У себя на родине, в Твери, Кощей много девушек перепортил. А то бы, чего ради Добры Молодцы с ним воевали? Сколько себя помнит, всегда он был стар, богат, властен. И брал любых девушек, какие ему нравились, а женихов их превращал в камни. То-то было весело!
Крайний терем был в два яруса. На втором ярусе без одной наружной стены сидела группа чернооких красавиц. Увидев голого старика, они не испугались, не засмущались, а разразились оскорбительным хохотом.
– Посмотрите, какой худой! – показывали на него пальцами красавицы.
– Все рёбра можно пересчитать. Вылитый Кощей Бессмертный! – крикнула одна. – Эй, дед, есть хочешь? Лови орешки!
– Да у него зубов нет, проел…, – смеялась другая.
– И не только зубов, – ехидно заметила первая и двусмысленно хихикнула.
От такой наглости Кощей опешил. Узнали, узнали его – и ни страха, ни почтения. Чем это объяснить? Он не понимал и оттого не знал, что предпринять. Он плюнул, но его ядовитая слюна не достала даже окна первого яруса. Разочарованный, обиженный он пошёл дальше.

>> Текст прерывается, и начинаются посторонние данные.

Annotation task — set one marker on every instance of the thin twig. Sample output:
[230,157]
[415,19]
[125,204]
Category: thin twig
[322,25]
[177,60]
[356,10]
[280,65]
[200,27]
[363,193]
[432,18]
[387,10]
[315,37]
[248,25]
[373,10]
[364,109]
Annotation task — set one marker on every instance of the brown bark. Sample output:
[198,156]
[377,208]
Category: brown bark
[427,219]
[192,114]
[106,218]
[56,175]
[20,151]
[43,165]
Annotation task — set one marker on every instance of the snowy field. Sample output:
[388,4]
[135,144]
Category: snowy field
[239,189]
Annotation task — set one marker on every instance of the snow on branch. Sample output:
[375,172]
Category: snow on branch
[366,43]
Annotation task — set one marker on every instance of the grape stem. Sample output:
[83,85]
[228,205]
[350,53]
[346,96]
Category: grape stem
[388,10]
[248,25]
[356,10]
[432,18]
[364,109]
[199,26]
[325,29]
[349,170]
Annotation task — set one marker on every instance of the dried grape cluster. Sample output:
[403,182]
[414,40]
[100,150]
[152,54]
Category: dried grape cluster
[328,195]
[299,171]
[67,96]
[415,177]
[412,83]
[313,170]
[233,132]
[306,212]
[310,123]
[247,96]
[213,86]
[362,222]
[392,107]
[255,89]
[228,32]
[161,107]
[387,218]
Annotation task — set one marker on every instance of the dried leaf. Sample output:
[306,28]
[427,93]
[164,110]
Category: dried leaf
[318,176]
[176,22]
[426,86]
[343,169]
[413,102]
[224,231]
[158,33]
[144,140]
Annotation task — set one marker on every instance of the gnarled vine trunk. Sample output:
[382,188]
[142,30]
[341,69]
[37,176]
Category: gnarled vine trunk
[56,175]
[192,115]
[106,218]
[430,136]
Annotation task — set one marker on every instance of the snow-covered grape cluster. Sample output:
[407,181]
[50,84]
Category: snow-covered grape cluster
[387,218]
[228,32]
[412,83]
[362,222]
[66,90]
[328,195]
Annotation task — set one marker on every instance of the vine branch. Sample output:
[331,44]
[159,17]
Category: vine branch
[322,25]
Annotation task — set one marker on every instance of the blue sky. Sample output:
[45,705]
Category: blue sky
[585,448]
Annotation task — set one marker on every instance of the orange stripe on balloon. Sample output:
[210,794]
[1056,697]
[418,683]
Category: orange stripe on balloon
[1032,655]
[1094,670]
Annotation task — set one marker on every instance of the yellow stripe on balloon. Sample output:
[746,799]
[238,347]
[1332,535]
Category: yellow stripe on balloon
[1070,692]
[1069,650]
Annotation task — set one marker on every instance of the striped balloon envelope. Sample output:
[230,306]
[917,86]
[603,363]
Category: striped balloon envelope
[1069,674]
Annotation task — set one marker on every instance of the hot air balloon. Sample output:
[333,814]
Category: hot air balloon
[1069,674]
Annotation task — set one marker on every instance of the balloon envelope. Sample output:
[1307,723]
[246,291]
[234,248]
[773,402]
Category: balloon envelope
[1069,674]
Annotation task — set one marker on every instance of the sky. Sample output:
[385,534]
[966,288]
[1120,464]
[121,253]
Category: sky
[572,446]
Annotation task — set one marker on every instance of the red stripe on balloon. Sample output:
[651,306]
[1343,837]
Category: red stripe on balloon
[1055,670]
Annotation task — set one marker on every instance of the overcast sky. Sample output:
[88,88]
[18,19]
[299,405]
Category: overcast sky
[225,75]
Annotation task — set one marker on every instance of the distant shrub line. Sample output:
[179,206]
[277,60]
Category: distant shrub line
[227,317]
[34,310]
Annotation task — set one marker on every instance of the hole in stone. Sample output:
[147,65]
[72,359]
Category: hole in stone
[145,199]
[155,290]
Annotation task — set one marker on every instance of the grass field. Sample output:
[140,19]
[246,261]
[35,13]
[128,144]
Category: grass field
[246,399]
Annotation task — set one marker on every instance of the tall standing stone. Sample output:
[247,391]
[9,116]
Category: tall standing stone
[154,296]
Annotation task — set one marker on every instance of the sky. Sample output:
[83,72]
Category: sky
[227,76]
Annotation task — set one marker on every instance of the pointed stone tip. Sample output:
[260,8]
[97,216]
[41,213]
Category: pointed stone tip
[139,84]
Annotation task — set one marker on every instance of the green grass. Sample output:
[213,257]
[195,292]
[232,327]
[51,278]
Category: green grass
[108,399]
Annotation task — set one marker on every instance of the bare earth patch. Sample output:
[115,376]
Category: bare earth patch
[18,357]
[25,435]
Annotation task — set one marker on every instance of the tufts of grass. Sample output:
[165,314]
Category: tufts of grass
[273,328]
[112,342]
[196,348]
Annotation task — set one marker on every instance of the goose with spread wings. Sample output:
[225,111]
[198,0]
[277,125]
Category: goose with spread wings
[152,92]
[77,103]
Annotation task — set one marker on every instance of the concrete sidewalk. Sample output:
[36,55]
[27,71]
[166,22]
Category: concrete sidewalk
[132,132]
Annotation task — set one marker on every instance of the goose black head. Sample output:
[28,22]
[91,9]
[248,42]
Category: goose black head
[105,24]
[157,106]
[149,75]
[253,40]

Двигаясь по улице мимо теремов, Кощей увидел около высоких железных столбов на помосте толпу, по-видимому, скоморохов. У всех на головах были шутовские колпаки с козырьками и короткие штаны. Узрев Кощея, они заржали и начали крутить пальцами у висков. Некоторые кричали: «Больной! Больной!», – и будто оправдывались, мол, не все дома. Людей было столько много, что у Кощея заболела голова. А потом что-то загудело, запищало, и к помосту стало приближаться огромное полосатое чудище на колёсах. Нельзя сказать, чтоб он сильно испугался, но от греха подальше обошёл позорище.
А тут, откуда не возьмись, налетели дети. Злобные чада бросали в него камни и улюлюкали, как будто он юродивый. Кощей прибавил шагу. Но улица не кончалась. У квадратного терема с большими окнами, заставленными бутылями собрались простолюдинки. Они тоже орали на него: «Срамота! Срамота!» и, приседая, рёбром ладони правой руки били по левой.

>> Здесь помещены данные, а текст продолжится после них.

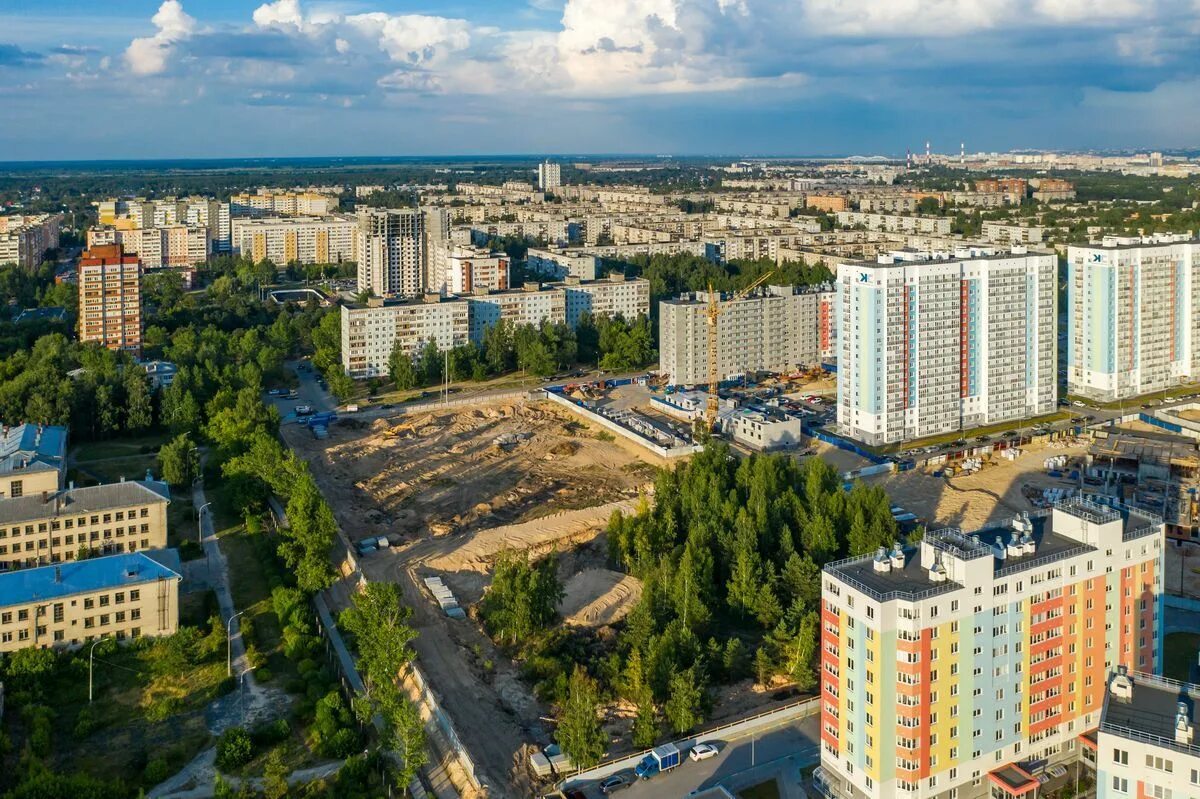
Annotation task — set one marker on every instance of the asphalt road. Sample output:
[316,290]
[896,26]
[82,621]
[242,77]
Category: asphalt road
[798,740]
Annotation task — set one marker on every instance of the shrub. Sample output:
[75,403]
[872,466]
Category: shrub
[234,749]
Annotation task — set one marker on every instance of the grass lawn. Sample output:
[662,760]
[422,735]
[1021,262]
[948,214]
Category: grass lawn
[119,448]
[1180,655]
[761,791]
[253,570]
[144,709]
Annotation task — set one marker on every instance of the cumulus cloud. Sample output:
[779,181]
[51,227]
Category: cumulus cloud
[150,54]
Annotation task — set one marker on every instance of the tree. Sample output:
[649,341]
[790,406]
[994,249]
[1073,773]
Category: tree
[175,461]
[580,732]
[379,624]
[523,599]
[138,407]
[401,370]
[275,775]
[683,707]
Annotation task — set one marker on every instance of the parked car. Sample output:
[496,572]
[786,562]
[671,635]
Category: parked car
[613,784]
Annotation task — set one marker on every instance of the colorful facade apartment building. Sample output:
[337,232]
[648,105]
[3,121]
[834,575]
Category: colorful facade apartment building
[1146,744]
[945,665]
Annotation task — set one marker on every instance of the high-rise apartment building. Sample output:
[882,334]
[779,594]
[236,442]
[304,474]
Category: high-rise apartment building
[111,298]
[371,331]
[945,665]
[157,247]
[391,252]
[550,175]
[1146,744]
[24,239]
[610,296]
[774,330]
[1133,316]
[300,240]
[528,305]
[930,347]
[465,270]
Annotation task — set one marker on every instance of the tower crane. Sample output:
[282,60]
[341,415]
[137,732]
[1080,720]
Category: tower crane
[715,307]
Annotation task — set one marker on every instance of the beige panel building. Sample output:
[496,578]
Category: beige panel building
[31,460]
[123,596]
[54,526]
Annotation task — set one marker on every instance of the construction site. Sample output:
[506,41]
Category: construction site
[450,490]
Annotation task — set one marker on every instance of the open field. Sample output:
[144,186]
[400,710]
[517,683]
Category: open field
[981,499]
[467,468]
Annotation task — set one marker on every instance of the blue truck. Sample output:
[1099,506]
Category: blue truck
[661,758]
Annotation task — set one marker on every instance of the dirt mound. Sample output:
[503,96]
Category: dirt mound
[599,596]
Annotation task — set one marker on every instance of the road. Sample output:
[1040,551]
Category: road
[797,740]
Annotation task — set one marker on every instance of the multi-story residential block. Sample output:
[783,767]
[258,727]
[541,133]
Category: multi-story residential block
[391,252]
[1133,316]
[372,331]
[1003,233]
[268,203]
[561,263]
[528,305]
[111,298]
[945,665]
[157,247]
[33,460]
[774,330]
[297,240]
[25,239]
[54,526]
[1146,744]
[930,347]
[550,175]
[123,596]
[612,296]
[895,223]
[463,270]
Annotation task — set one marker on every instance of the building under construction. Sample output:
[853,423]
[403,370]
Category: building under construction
[1157,475]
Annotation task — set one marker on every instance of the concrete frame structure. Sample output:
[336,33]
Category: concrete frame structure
[1133,316]
[930,347]
[942,665]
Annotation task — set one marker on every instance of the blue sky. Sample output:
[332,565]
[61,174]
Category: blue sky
[216,78]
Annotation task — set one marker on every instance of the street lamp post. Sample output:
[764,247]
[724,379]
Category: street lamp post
[229,643]
[199,523]
[91,653]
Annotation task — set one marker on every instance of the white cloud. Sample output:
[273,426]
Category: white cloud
[149,54]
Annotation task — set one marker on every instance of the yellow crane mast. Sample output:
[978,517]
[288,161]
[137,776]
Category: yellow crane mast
[714,312]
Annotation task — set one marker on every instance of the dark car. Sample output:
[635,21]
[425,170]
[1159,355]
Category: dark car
[613,784]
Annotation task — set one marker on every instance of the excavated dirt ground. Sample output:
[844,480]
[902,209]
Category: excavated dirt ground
[469,468]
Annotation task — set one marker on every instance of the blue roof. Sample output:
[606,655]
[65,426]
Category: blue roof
[87,576]
[27,446]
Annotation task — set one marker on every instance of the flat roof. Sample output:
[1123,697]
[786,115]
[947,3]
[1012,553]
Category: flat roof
[71,502]
[1151,712]
[87,576]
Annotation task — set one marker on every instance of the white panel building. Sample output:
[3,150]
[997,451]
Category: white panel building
[774,330]
[1133,316]
[929,347]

Кощей уже бежал, его догоняло чудище на колесах, и неслись вслед проклятья старух.
Толян и Гришка пришли к деду Федулу, и вид у них был такой странный, что тот сам налил им из собственной бутылки самогону. Хряпнув по двести граммов, приятели обрели дар речи и поведали деду свою страшную историю. Но что поразительно, Федул не удивился, а хитро прищурился и сказал:
– Ну, вот, пришло и моё время. Немного подождём – и за сокровищами.
Когда Гришка и Толян добавили горячительного и расслабились, он им пояснил:
– Кощей это, Кощей Бессмертный.
– Да ну! – друзья даже рты раскрыли от удивления.

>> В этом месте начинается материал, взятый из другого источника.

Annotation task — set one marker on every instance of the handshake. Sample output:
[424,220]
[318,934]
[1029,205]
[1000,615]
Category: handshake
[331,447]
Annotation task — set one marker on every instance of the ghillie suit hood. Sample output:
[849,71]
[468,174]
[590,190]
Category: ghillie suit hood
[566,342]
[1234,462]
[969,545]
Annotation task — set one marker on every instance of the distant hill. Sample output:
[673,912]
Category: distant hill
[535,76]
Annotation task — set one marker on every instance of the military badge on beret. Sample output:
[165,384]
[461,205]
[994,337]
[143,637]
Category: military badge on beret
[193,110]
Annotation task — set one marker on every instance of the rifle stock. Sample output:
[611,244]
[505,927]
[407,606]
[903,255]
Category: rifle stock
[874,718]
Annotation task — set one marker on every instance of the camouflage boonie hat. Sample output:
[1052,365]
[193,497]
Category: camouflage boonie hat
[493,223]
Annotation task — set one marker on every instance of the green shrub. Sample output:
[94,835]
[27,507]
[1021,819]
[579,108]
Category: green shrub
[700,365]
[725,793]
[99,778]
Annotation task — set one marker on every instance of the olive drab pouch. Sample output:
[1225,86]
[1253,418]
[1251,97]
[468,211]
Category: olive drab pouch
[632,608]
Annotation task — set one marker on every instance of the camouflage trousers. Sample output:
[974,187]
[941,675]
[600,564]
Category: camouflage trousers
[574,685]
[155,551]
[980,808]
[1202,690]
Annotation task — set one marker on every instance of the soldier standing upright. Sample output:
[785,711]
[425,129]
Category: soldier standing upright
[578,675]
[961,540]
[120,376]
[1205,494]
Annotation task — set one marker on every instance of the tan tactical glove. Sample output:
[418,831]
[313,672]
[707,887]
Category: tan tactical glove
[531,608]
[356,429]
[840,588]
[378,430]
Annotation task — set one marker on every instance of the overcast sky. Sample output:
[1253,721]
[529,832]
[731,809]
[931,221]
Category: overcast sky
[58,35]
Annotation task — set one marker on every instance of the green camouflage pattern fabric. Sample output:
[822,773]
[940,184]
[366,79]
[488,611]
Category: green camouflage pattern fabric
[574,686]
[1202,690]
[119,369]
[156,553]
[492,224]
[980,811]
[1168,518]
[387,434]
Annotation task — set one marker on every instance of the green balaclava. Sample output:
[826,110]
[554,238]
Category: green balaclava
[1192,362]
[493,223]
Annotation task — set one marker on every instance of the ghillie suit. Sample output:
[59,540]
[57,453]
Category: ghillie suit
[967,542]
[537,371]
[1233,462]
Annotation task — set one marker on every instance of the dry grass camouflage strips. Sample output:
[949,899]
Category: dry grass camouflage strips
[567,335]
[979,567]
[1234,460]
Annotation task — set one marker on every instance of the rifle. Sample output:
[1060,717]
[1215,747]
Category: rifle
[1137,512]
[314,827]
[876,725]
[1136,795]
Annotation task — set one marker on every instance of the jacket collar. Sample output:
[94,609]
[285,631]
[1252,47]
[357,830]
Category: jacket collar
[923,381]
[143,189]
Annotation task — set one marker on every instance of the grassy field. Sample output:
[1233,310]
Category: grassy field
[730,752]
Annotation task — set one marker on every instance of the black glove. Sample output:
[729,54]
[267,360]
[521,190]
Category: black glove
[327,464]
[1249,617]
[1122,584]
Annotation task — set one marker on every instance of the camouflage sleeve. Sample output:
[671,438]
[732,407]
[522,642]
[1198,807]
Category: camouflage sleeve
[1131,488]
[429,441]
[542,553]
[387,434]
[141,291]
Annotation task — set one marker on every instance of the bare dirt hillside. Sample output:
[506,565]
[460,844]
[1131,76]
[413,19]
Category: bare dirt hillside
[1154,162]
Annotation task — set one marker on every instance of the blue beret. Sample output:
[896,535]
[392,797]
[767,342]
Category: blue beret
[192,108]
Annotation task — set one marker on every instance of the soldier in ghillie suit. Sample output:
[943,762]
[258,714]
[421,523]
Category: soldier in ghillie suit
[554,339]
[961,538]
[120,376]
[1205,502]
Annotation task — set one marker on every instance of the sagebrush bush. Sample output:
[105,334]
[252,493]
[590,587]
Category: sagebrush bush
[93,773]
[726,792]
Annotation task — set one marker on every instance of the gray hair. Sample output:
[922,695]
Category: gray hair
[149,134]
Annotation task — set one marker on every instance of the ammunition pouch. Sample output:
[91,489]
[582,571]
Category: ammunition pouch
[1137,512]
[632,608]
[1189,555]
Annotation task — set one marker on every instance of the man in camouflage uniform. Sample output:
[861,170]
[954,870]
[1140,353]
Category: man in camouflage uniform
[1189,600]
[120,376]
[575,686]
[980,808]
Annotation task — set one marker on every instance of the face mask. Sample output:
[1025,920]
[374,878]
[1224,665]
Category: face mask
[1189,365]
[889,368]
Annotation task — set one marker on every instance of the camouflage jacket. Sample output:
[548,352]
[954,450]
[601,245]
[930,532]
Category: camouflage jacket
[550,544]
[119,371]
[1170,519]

– Вот вам и ну! Читали, небось, в детстве сказки? – и дед Федул, закрыв глаза, как по книге, прочитал наизусть: – Кощей, выпил три ведра воды, которые принёс ему Иван Царевич, разорвал двенадцать цепей и освободился из подземелья Марьи Моревны. Понимаете, ребята, – вода! Она даёт Кощею сверхъестественную силу.
– Такую силу, что он восстаёт из мёртвых? – пытал Федула Гришка.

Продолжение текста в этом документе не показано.